XML Schema (W3C)

XML Schema (W3C)
Filename extension .xsd
Internet media type application/xml, text/xml
Developed by World Wide Web Consortium
Type of format XML Schema language
Extended from XML
Standard(s)

1.0, Part 1 Structures (Recommendation),
1.0, Part 2 Datatypes (Recommendation),
1.1, Part 1 Structures (Candidate Recommendation),

1.1, Part 2 Datatypes (Candidate Recommendation)

XML Schema, published as a W3C recommendation in May 2001, is one of several XML schema languages. It was the first separate schema language for XML to achieve Recommendation status by the W3C. Because of confusion between XML Schema as a specific W3C specification, and the use of the same term to describe schema languages in general, some parts of the user community referred to this language as WXS, an initialism for W3C XML Schema, while others referred to it as XSD, an initialism for XML Schema Document—a document written in the XML Schema language, typically containing the "xsd" XML namespace prefix and stored with the ".xsd" filename extension. In Version 1.1 (currently in July 2011 a Candidate Recommendation), the W3C has chosen to adopt XSD as the preferred name, and that is the name used in this article.

Like all XML schema languages, XSD can be used to express a set of rules to which an XML document must conform in order to be considered 'valid' according to that schema. However, unlike most other schema languages, XSD was also designed with the intent that determination of a document's validity would produce a collection of information adhering to specific data types. Such a post-validation infoset can be useful in the development of XML document processing software, but the schema language's dependence on specific data types has provoked criticism.

Contents

History

In its appendix of references, the XSD specification acknowledges the influence of DTDs and other early XML schema efforts such as DDML, SOX, XML-Data, and XDR. It has adopted features from each of these proposals but is also a compromise among them. Of those languages, XDR and SOX continued to be used and supported for a while after XML Schema was published. A number of Microsoft products supported XDR until the release of MSXML 6.0 (which dropped XDR in favor of XML Schema) in December 2006.[1] Commerce One, Inc. supported its SOX schema language until declaring bankruptcy in late 2004.

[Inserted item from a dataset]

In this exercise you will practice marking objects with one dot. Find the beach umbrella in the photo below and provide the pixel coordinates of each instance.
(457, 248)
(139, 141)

The most obvious features offered in XSD that are not available in XML's native Document Type Definitions (DTDs) are namespace awareness, and datatypes, that is, the ability to define element and attribute content as containing values such as integers and dates rather than arbitrary text.

The XSD 1.0 specification was originally published in 2001, with a second edition following in 2004 to correct large numbers of errors. A sequence of drafts of its successor, XSD 1.1, have been published, the latest being a Candidate Recommendation dated 21 July 2011.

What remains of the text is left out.